How to handle large messages in Kafka like more than 20MB etc.
[2019-03-13 08:59:10,923] ERROR Error when sending message to topic test with key: 13 bytes, value: 11947696 bytes with error: (org.apache.kafka.clients.producer.internals.ErrorLoggingCallback) org.apache.kafka.common.errors.RecordTooLargeException: The request included a message larger than the max message size the server will accept.
[2019-03-13 03:59:14,478] ERROR Error when sending message to topic test with key: 13 bytes, value: 11947696 bytes with error: (org.apache.kafka.clients.producer.internals.ErrorLoggingCallback) org.apache.kafka.common.errors.RecordTooLargeException: The message is 11947797 bytes when serialized which is larger than the maximum request size you have configured with the max.request.size configuration.
We need to set following configurations
Broker
replica.fetch.max.bytes: Changes to this property will allow for the replicas in the brokers to send messages within the cluster and make sure the messages are replicated correctly. If this is too small, then the message will never be replicated, and therefore, the consumer will never see the message because the message will never be committed (fully replicated).

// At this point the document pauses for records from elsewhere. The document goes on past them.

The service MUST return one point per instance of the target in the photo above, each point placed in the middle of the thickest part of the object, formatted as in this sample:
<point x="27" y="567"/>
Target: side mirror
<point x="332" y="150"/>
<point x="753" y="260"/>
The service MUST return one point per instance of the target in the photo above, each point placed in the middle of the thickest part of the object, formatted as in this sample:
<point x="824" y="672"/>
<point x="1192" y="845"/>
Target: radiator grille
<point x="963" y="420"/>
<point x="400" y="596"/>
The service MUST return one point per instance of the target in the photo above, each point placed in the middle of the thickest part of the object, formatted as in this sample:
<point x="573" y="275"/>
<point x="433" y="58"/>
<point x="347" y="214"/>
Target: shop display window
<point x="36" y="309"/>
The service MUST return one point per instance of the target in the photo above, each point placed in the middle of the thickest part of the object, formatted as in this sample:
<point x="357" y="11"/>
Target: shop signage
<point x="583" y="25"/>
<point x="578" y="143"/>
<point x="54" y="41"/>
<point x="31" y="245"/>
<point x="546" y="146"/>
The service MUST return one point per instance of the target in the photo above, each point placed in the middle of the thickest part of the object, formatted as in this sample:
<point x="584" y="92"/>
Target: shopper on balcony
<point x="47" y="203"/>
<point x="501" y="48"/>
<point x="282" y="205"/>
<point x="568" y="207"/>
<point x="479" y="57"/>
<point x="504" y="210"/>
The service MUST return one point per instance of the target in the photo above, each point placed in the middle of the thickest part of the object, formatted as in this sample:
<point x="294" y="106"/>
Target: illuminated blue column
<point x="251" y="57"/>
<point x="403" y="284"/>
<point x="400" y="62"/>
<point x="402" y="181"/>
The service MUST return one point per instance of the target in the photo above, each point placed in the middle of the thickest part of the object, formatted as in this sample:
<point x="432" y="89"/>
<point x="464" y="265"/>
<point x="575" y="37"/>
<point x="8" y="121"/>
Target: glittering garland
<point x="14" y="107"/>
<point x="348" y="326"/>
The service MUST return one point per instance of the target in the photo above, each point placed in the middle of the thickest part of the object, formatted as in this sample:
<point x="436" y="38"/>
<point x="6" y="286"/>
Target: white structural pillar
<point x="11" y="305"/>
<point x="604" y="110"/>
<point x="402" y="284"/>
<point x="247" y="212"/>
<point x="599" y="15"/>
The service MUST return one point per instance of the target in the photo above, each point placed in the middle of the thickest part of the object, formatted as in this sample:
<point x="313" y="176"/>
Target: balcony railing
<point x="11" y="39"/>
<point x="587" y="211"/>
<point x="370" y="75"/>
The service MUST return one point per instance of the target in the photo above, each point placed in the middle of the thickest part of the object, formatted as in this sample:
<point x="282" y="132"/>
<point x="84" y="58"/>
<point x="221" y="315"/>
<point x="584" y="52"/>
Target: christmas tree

message.max.bytes: This is the largest size of the message that can be received by the broker from a producer.
Broker (topic)
max.message.bytes: The largest record batch size allowed by Kafka. If this is increased and there are consumers older than 0.10.2, the consumers' fetch size must also be increased so that the they can fetch record batches this large. In the latest message format version, records are always grouped into batches for efficiency. In previous message format versions, uncompressed records are not grouped into batches and this limit only applies to a single record in that case (Defaults to broker's message.max.bytes).
Producer
max.request.size: The maximum size of a request in bytes. This setting will limit the number of record batches the producer will send in a single request to avoid sending huge requests. This is also effectively a cap on the maximum record batch size. Note that the server has its own cap on record batch size which may be different from this.
compression.type: Set to snappy, this will increase the total amount of data which can sent with a single request and should be paired with a larger batch.size.
buffer.memory: If compression is enabled the buffer size should be raised as well.
batch.size: Batch size should be at least 10s of KB, diminishing returns can be seen at around 300kb(less for remote client). Larger batches result in a better compression ratio as well.
linger.ms: linger.ms preempts any bounds that were placed on batch size. Increase this value to ensure smaller batches are not sent during slower production times
Consumer
fetch.message.max.bytes: This will determine the largest size of a message that can be fetched by the consumer.
max.partition.fetch.bytes: The maximum amount of data per-partition the server will return.